Alfred Noyes wrote this poem during or shortly after World War I, inspired by a significant military event: the Allied cavalry retaking Nazareth from German and Ottoman forces in September 1918, part of General Allenby's decisive campaign in Palestine. The epigraph clearly outlines the ideological stakes — German militarism had used a popular interpretation of Nietzsche's "will to power" to depict Christianity as a weak, slave-morality belief system unsuitable for a warrior nation. Noyes, a devout Catholic convert, viewed the war through a spiritual lens and found in the liberation of Nazareth a powerful symbol: it was the birthplace of the figure the enemy had mocked, and it was here that their power crumbled.

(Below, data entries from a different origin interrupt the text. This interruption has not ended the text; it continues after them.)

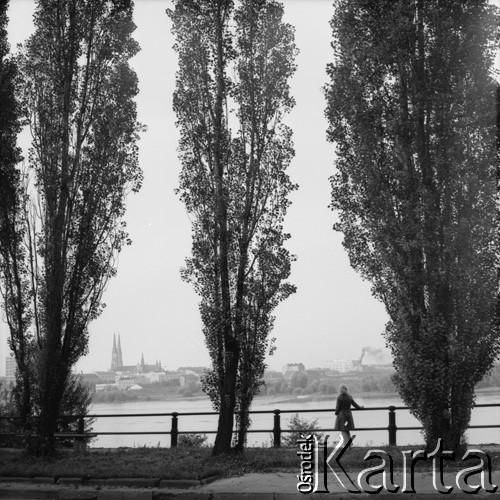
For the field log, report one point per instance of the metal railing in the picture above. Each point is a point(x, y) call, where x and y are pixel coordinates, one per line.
point(392, 427)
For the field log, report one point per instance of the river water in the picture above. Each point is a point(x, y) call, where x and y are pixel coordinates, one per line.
point(203, 423)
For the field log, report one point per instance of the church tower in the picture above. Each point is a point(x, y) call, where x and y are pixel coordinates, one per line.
point(114, 355)
point(120, 359)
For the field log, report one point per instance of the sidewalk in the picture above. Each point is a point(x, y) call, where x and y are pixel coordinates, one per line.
point(272, 486)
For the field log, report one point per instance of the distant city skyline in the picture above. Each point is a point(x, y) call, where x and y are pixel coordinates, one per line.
point(333, 314)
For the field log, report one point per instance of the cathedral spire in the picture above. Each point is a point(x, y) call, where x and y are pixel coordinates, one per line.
point(114, 354)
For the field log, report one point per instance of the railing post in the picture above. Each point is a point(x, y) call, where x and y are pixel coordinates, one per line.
point(392, 426)
point(174, 431)
point(80, 446)
point(277, 429)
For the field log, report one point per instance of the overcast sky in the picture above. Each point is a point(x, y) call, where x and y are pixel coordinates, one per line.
point(332, 315)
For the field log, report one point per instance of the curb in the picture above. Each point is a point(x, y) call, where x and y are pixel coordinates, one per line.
point(23, 491)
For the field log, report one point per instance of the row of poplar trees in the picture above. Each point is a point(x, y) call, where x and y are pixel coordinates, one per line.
point(411, 106)
point(61, 208)
point(412, 110)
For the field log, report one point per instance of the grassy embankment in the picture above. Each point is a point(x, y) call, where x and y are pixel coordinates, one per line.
point(186, 463)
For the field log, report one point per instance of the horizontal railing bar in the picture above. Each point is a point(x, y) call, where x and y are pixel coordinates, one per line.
point(254, 412)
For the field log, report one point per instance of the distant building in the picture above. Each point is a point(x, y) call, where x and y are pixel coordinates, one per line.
point(272, 376)
point(290, 368)
point(10, 368)
point(91, 379)
point(124, 383)
point(107, 377)
point(341, 365)
point(186, 379)
point(198, 370)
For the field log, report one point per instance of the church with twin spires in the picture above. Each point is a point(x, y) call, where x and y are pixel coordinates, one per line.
point(117, 361)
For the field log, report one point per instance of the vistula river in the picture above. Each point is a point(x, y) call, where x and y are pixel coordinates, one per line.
point(201, 423)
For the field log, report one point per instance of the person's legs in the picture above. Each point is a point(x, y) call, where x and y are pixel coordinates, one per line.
point(346, 435)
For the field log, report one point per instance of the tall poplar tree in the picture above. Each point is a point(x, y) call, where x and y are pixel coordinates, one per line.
point(411, 107)
point(232, 93)
point(77, 93)
point(14, 299)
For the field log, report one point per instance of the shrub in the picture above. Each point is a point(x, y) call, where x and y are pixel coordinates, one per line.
point(299, 426)
point(192, 440)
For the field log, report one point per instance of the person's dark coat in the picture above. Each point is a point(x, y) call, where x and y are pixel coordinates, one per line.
point(344, 420)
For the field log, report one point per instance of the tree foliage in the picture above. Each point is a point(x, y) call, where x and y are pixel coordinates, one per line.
point(77, 93)
point(231, 95)
point(411, 109)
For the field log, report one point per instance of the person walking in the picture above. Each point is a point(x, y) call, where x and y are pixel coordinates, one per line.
point(344, 421)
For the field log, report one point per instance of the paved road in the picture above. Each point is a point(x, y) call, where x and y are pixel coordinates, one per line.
point(273, 486)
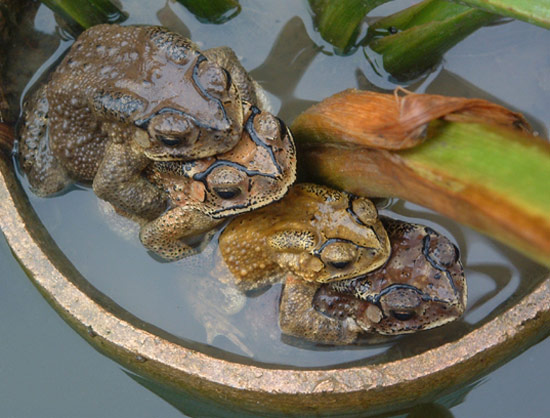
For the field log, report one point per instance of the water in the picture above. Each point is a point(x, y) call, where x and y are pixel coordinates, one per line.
point(296, 67)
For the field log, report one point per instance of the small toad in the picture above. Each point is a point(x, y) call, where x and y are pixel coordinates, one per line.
point(421, 286)
point(316, 233)
point(259, 170)
point(332, 253)
point(122, 97)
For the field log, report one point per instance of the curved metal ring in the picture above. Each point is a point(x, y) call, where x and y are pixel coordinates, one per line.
point(155, 354)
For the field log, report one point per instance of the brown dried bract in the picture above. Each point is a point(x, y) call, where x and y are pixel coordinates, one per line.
point(395, 121)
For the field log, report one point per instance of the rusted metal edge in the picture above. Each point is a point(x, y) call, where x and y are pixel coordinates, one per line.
point(254, 387)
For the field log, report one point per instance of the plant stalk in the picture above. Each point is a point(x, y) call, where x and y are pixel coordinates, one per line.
point(86, 13)
point(338, 21)
point(415, 39)
point(486, 175)
point(536, 12)
point(212, 11)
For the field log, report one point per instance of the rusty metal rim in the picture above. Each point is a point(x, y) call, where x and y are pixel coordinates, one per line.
point(367, 389)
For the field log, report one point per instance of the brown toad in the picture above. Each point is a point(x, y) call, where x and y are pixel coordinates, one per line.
point(202, 193)
point(316, 233)
point(421, 286)
point(124, 96)
point(332, 297)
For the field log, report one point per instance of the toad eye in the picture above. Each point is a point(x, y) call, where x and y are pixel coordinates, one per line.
point(227, 193)
point(339, 264)
point(403, 315)
point(365, 210)
point(169, 141)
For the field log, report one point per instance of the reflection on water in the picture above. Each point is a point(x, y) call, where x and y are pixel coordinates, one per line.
point(289, 59)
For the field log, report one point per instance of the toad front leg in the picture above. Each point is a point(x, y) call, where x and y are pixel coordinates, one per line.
point(298, 317)
point(166, 234)
point(119, 181)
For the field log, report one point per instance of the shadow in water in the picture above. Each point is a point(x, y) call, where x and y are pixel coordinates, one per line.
point(288, 60)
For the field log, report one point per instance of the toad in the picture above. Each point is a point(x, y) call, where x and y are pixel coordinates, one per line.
point(421, 286)
point(123, 97)
point(316, 233)
point(331, 251)
point(202, 193)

The poem fits into a larger tradition of British wartime religious verse that portrayed the Allied cause as a defense of Christian civilization against a pagan, power-worshipping adversary.

§07FAQ

Questions readers ask

Noyes doesn't name him directly, but it's clear that the Emperor symbolizes Kaiser Wilhelm II and, more generally, the mindset of German militarism. The mention of "will to power" connects him to Nietzsche's philosophy, which German nationalist thinkers used to rationalize the war and to criticize Christianity as a faith for the weak.